If any condition is false, the job stays active and no changes are made. Soft-deleted jobs retain their task history and can be reactivated when a new worker registers the same (room_id, category, name) tuple.

Stuck Internal Task Cleanup

cleanup_stuck_internal_tasks(session, timeout) targets @internal tasks (those dispatched to taskiq workers) that are stuck in RUNNING or CLAIMED beyond internal_task_timeout_seconds (default 3600s = 1 hour).

The reference time for staleness is COALESCE(started_at, created_at):

Task status Reference column Rationale
RUNNING started_at The task began execution; timeout measures actual run duration
CLAIMED created_at The task was dispatched but never started; started_at is NULL

Stuck tasks are marked FAILED with error = "Internal worker timeout" and a completed_at timestamp. If any tasks were failed, the session is committed and a count is logged.

This cleanup only applies to @internal jobs.

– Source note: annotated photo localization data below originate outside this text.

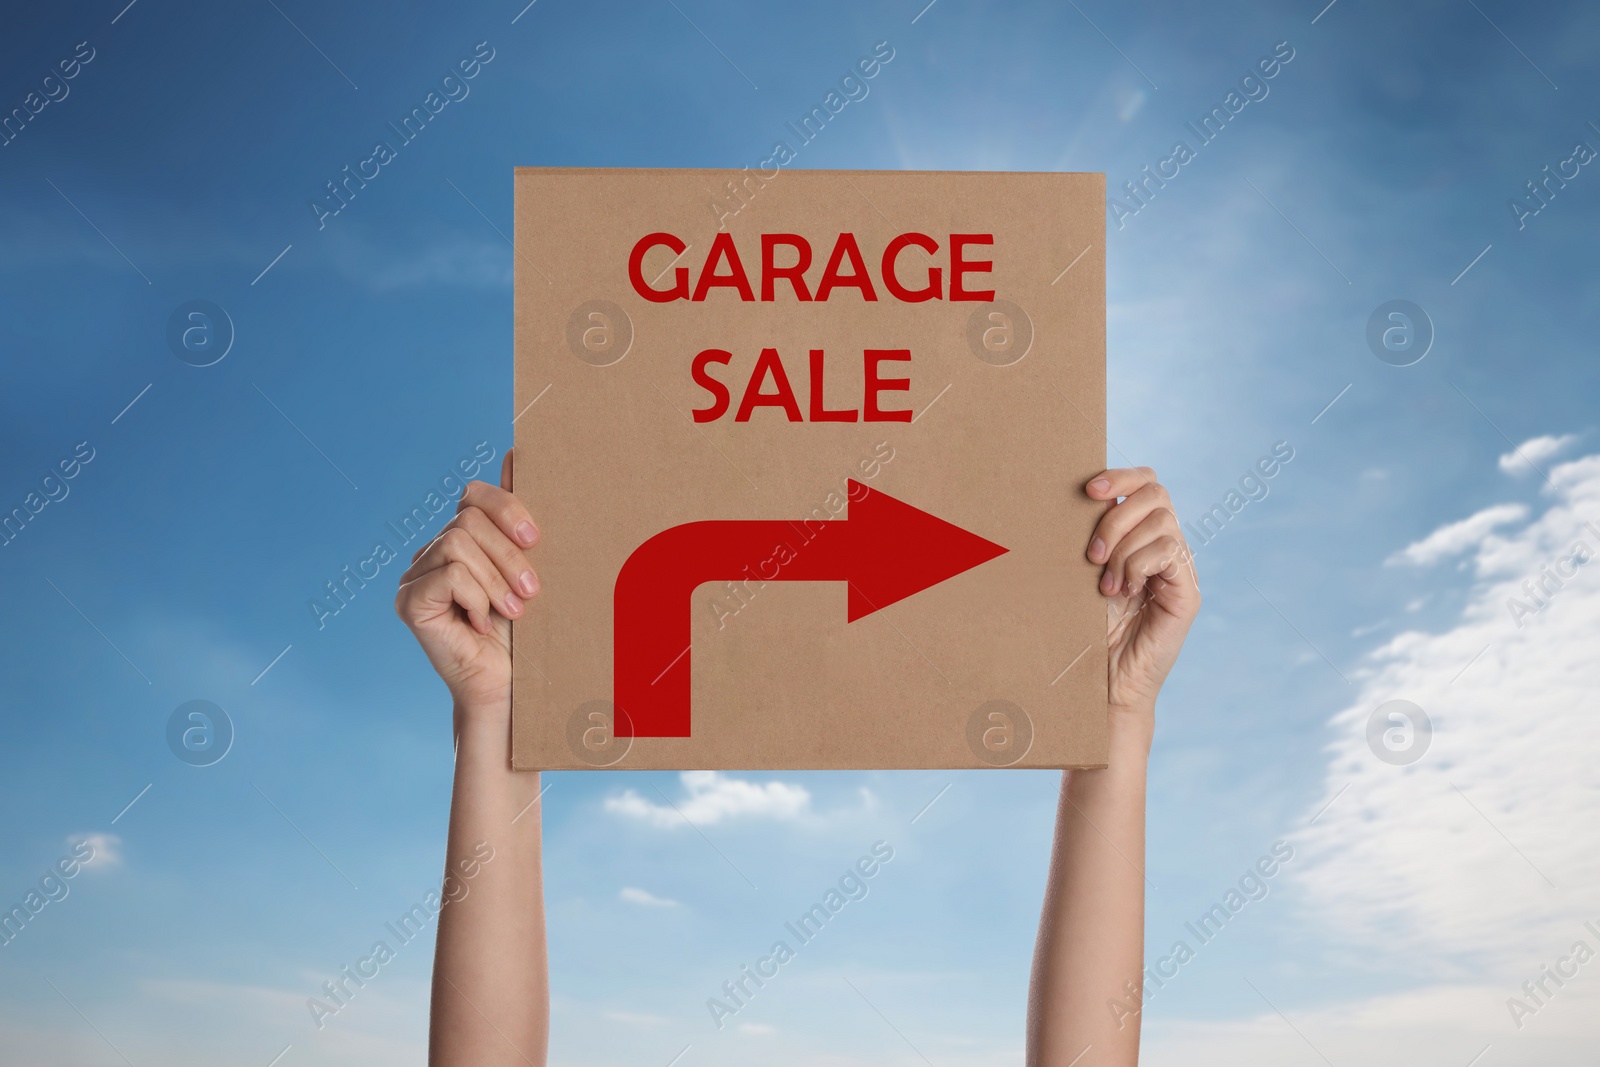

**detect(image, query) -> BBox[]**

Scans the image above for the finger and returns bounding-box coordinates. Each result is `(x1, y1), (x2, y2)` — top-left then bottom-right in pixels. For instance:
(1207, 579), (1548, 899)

(396, 560), (495, 635)
(456, 505), (540, 600)
(500, 448), (514, 492)
(1086, 466), (1160, 502)
(1120, 534), (1192, 600)
(409, 524), (525, 619)
(1087, 481), (1174, 564)
(1101, 509), (1182, 597)
(457, 478), (538, 548)
(410, 523), (447, 567)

External worker tasks that are stuck are handled by the stale worker cleanup (if the worker's heartbeat lapses) or remain in their current state if the worker is still alive.

Three Disconnect Paths

The sweeper is the fallback for workers that do not disconnect gracefully. The system provides three paths for cleaning up a worker, all converging on the same cleanup_worker() function:

Path Trigger Latency Mechanism
Graceful Client calls disconnect() or context manager exit Immediate DELETE /workers/{id} --> cleanup_worker()
SIO disconnect Network drop detected by Socket.IO Seconds Host app's SIO disconnect handler --> cleanup_worker()
Sweeper No heartbeat received within timeout Up to worker_timeout_seconds Sweeper periodic scan --> cleanup_stale_workers() --> cleanup_worker()

Because all three paths use cleanup_worker(), the behavior is identical regardless of how the worker disappears: tasks are failed, links are removed, providers are deleted, and orphan jobs are soft-deleted.

Configuration

All settings are controlled via JobLibSettings (environment prefix ZNDRAW_JOBLIB_):

Setting Default Purpose
sweeper_interval_seconds 30 How often the sweeper wakes up and runs its cleanup cycle
worker_timeout_seconds 60 How long since the last heartbeat before a worker is considered stale
internal_task_timeout_seconds 3600 Maximum time an @internal task can remain in RUNNING or CLAIMED before being force-failed

The worker timeout should be at least 2x the client's heartbeat interval to avoid false positives from transient network delays. The sweeper interval should be shorter than the worker timeout so that stale workers are detected within one timeout period.